À LA RECHERCHE DE MARCEL PROUST

Mémoire du Livre, Paris, 2003
397 pages
44,95 $

Bien des publications ont été consacrées à Marcel Proust et à son œuvre depuis la parution en 1949 de l’ouvrage d’André Maurois. En avant-propos à sa volumineuse biographie de Proust, Jean-Yves Tadié dit regretter que l’on ait oublié celle d’André Maurois, « si juste de ton ». On vient de la tirer de l’oubli et c’est heureux ; l’essayiste s’y montre un observateur perspicace tant de l’homme que de son imposant roman. De la vie de Proust et de ses traits de caractère, le biographe retient ce qui permet de faire comprendre la naissance et l’évolution de la vocation d’écrivain. Le portrait, aussi lucide que déférent, se réfère à des témoignages de contemporains de Proust et à des documents alors inédits, tels les lettres à sa famille et ses nombreux Carnets et Cahiers dont a hérité sa nièce, madame Gérard Mante-Proust, à qui André Maurois dédie son livre.

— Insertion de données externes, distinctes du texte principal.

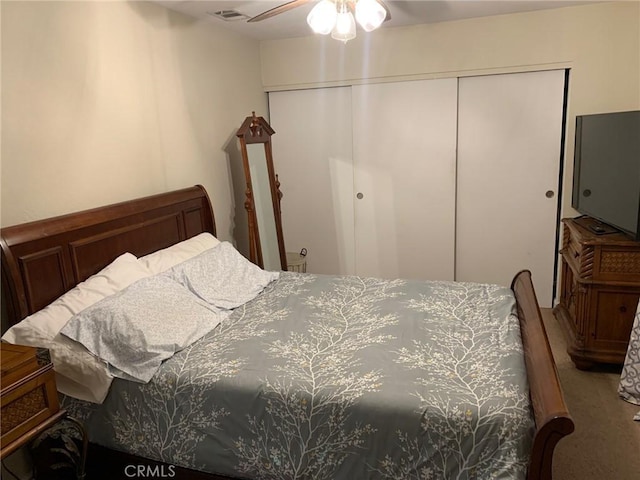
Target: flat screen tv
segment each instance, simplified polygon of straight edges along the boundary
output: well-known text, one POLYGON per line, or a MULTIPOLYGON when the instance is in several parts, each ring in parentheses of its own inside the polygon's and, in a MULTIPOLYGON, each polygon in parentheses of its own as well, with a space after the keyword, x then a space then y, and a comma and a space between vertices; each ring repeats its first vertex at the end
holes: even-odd
POLYGON ((640 111, 576 117, 572 206, 640 240, 640 111))

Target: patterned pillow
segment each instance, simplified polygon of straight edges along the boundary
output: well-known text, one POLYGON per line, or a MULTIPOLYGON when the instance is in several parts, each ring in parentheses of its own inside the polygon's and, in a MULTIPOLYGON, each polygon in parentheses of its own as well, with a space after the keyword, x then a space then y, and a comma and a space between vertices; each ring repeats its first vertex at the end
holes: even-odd
POLYGON ((211 331, 229 313, 169 277, 155 275, 83 310, 61 333, 107 362, 114 376, 146 383, 163 360, 211 331))
POLYGON ((210 305, 224 309, 252 300, 280 275, 249 262, 229 242, 221 242, 165 274, 210 305))

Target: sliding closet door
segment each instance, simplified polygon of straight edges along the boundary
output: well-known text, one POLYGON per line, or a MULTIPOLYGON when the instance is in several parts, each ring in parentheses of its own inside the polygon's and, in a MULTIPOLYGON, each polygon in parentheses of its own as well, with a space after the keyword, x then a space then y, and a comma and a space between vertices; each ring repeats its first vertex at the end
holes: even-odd
POLYGON ((452 280, 456 79, 354 86, 355 269, 452 280))
POLYGON ((351 88, 272 92, 269 119, 287 251, 306 248, 310 272, 354 274, 351 88))
POLYGON ((459 81, 456 280, 532 272, 552 306, 564 71, 459 81))

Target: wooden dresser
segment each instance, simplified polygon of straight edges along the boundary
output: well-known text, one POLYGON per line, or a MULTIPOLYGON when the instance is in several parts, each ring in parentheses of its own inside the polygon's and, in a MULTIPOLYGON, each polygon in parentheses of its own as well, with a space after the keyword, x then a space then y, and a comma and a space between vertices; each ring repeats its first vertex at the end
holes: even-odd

Avec la composante biographique, à laquelle se greffent les considérations sociales et politiques qu’a habilement transposées Proust dans À la recherche du temps perdu, s’imbrique une étude du roman, remarquable d’intelligence dans sa relative concision. André Maurois fait clairement ressortir les thèmes, le plan, les moyens techniques et la philosophie de l’écrivain en ayant toujours soin d’appuyer ses dires d’exemples et de témoignages probants. Le thème de la passion amoureuse, si présent dans l’œuvre, fait l’objet d’une attention particulière : tout un chapitre traite des « passions de l’amour », de l’amour naissant aux intermittences du cœur, en passant par la souffrance et la jalousie, jusqu’à l’inversion et ses effets dans le roman et, finalement, à la grandeur de l’amour. L’humour proustien reçoit aussi sa part d’éclairage ; l’auteur en analyse les ressorts et montre comment le romancier se rend à la limite du comique avec les monstres auxquels appartient le personnage de Charlus.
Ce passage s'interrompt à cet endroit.